Oracle Cloud Acronyms Explained

Lee Spowart Jan 14, 2022 9:41:28 AM

If you are new to Oracle Cloud or Oracle in general you may look at the number of acronyms and become very quickly overwhelmed, I certainly wouldn’t blame you. With all the acronyms floating around this only adds to the confusion of Cloud, OCI, VCN, AD, FD, DBaaS, ADB, ATP, ADW, ZDM, MAA and ELT to name just a few.

In this short blog, I’m going to break down a few of these acronyms and explain what they stand for and more importantly, why they matter.

Let's start with an easy one OCI (Oracle Cloud Infrastructure) this is the entire Cloud infrastructure that Oracle offers to its customers, this ranges from Cloud Networks to Applications and databases with an ever-growing list of services in areas such as Analytics, Compute, Containers, Data, Machine Learning and Artificial Intelligence the list goes on and is ever-expanding.

Within the Oracle Cloud Infrastructure, one of the first things created is a VCN (Virtual Cloud Network) this is the core networking for your cloud environment and provides subnets, IP Addresses and internal connectivity inside OCI for your compute and services to communicate with each other. This is the key building block for all connectivity.

Next in the deployment may come a VM (Virtual Machine) this is a compute instance with an operating system such as Oracle Linux or Windows that you can then place any applications you wish on the same as you would on-premise. Each VM is placed into an AD (Availability Domain) which is typically one or more data centres inside your chosen region, each of which will have multiple FDs (Fault Domains), a collection of grouped hardware inside that data centre, for example, different racks on different network switches for resilience. The simple way to look at this is that you want your services in different ADs and FDs where possible, so not all services are impacted in an outage. A great example would be ensuring your production database was in a different AD and FD to its Data Guard DR (Disaster Recovery) database or that’s each node of your 2 node RAC cluster sat in a different FD.

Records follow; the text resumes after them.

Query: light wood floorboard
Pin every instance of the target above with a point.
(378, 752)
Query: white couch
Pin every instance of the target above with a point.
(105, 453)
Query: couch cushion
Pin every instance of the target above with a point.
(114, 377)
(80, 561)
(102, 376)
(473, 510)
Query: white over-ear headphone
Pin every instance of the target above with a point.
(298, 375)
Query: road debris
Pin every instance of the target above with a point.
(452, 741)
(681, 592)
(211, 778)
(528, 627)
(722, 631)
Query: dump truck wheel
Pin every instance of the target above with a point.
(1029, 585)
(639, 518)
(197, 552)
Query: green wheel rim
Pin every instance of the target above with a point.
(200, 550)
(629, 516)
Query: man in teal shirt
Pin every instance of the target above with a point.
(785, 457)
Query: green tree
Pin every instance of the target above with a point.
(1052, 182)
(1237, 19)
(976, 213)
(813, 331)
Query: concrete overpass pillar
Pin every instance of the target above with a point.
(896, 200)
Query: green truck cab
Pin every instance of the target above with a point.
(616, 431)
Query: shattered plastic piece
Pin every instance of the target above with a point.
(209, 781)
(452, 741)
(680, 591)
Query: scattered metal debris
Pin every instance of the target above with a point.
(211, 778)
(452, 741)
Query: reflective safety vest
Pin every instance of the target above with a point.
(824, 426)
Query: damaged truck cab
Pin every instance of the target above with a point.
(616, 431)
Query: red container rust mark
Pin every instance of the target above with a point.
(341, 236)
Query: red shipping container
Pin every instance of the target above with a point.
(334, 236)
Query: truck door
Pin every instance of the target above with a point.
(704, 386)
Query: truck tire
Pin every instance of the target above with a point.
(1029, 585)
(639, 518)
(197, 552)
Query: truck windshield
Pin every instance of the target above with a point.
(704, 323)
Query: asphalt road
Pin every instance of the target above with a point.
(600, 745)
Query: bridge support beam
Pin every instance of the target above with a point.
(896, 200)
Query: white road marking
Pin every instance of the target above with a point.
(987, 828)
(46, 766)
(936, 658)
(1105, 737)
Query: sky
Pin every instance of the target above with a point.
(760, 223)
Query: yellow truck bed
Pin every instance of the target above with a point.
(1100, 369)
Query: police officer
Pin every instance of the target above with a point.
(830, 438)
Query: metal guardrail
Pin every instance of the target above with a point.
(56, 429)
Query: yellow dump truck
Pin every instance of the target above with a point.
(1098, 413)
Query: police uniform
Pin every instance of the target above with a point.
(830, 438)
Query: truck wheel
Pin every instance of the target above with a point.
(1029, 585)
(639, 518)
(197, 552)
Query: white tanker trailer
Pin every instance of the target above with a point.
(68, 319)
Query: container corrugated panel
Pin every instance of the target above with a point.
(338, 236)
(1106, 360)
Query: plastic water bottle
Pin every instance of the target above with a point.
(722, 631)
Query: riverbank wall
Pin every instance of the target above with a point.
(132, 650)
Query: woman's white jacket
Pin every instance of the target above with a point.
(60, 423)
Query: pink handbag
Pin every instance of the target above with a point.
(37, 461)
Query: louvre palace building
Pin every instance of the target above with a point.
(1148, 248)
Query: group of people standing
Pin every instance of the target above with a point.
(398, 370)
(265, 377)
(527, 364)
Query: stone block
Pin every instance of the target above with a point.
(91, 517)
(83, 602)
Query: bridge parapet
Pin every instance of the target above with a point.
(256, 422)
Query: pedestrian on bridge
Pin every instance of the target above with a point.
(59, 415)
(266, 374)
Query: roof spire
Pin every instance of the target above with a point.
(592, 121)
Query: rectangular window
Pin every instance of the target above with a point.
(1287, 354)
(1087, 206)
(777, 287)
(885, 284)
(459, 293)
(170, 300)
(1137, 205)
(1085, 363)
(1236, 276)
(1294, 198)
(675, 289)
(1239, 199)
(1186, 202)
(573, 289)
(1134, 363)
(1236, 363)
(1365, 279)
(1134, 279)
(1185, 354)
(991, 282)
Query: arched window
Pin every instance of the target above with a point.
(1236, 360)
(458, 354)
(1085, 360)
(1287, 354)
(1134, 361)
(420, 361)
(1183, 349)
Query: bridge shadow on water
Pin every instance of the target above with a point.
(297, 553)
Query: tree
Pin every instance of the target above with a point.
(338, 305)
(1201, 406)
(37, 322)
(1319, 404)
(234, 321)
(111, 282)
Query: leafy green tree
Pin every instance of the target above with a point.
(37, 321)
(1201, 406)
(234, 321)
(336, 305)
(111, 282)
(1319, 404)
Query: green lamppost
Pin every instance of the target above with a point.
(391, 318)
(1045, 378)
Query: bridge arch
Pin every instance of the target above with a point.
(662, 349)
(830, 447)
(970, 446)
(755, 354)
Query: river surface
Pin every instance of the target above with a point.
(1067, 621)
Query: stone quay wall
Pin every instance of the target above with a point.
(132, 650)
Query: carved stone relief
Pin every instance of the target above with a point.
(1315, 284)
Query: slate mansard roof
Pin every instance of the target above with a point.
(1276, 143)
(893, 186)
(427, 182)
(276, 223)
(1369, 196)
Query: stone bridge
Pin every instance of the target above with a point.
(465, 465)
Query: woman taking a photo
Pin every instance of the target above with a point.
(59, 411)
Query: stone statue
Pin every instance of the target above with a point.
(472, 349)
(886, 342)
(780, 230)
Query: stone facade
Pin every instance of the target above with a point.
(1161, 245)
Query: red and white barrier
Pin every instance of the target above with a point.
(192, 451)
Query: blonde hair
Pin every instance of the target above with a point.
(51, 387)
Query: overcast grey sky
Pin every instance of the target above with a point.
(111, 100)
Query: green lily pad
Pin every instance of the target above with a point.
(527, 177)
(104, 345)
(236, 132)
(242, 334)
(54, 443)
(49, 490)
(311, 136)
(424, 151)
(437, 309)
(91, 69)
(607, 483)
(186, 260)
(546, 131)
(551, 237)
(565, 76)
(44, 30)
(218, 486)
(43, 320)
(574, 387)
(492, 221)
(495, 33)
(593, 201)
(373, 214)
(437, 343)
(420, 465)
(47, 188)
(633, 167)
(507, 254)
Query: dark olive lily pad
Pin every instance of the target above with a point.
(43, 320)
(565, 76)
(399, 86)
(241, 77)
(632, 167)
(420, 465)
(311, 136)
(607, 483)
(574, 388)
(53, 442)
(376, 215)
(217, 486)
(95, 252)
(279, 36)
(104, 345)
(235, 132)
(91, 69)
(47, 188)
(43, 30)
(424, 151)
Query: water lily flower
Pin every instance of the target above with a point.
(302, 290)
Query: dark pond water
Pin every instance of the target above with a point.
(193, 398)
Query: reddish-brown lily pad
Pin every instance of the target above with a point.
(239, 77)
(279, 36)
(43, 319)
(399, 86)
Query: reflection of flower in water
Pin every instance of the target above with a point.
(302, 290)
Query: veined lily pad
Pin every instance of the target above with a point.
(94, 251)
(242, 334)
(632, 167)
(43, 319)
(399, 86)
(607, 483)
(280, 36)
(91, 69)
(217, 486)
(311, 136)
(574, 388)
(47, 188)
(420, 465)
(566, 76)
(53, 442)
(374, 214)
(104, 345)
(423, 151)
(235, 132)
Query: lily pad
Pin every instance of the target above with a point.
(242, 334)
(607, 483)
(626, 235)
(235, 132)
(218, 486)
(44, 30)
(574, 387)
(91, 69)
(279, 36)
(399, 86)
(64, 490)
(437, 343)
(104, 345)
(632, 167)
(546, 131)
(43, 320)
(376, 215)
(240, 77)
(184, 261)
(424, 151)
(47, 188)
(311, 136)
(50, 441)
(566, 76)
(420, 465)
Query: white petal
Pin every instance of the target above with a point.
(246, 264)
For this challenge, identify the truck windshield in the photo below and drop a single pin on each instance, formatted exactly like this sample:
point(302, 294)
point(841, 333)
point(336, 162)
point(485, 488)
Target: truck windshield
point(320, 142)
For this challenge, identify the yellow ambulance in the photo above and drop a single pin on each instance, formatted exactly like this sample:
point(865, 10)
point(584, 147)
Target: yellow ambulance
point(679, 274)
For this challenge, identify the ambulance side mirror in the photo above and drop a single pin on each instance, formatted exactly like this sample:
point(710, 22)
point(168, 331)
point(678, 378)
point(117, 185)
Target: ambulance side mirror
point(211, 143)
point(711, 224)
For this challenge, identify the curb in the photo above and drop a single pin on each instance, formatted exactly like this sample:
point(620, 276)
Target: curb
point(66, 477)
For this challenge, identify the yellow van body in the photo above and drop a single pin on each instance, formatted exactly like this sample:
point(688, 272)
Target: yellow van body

It's now time to cover off a couple of database options and their acronyms, one of the key services our customers use is Oracle’s DBaaS (Database as a service) these offer Oracle database in various editions and versions, ADB (Autonomous Database), ATP (Autonomous Transaction Processing), ADW (Autonomous Data Wharehouse), Exadata Service and more. No matter which DBaaS method you choose, Oracle will provide scalable solutions with various levels of automation and management as part of this service.

We then move on to resilience and availability, Oracle’s main architecture for resilience and availability is MAA (Maximum Availability Architecture) which consists of a variety of products including RAC (Real Application Clusters), to remove the dependency on a single machine serving the database and to provide resilience across multiple machines each serving read and writes for the same database. Data Guard for DR, by physically replicating the database to another location, RMAN (Oracle Recovery Manager) to perform backups in case of recovery requirements due to failure or corruption and Oracle Golden Gate to provide logical replication across different versions of database and platforms for near-zero downtime migrations, upgrade, DR or transformation of data for reporting using ELT (Extract Load Transform) technology.

Last in this blog comes migrations or re-platforming of databases for which Oracle uses their ZDM (Zero Downtime Migration) toolset, as per the MAA details above, this toolset comes with a variety of products such as Data Pump, for exporting data and importing into new platforms of different versions, editions and operating systems. As well as, Autonomous OCI, Golden Gate, Data Guard and RMAN, as described above. All of these services are utilised depending on the scenario with Oracle automation built around the processes to help you migrate with ease and minimal downtime.

There are many more acronyms not mentioned here, but I hope this gives you an insight and understanding of a few. As always we are here to help your OCI and Oracle needs.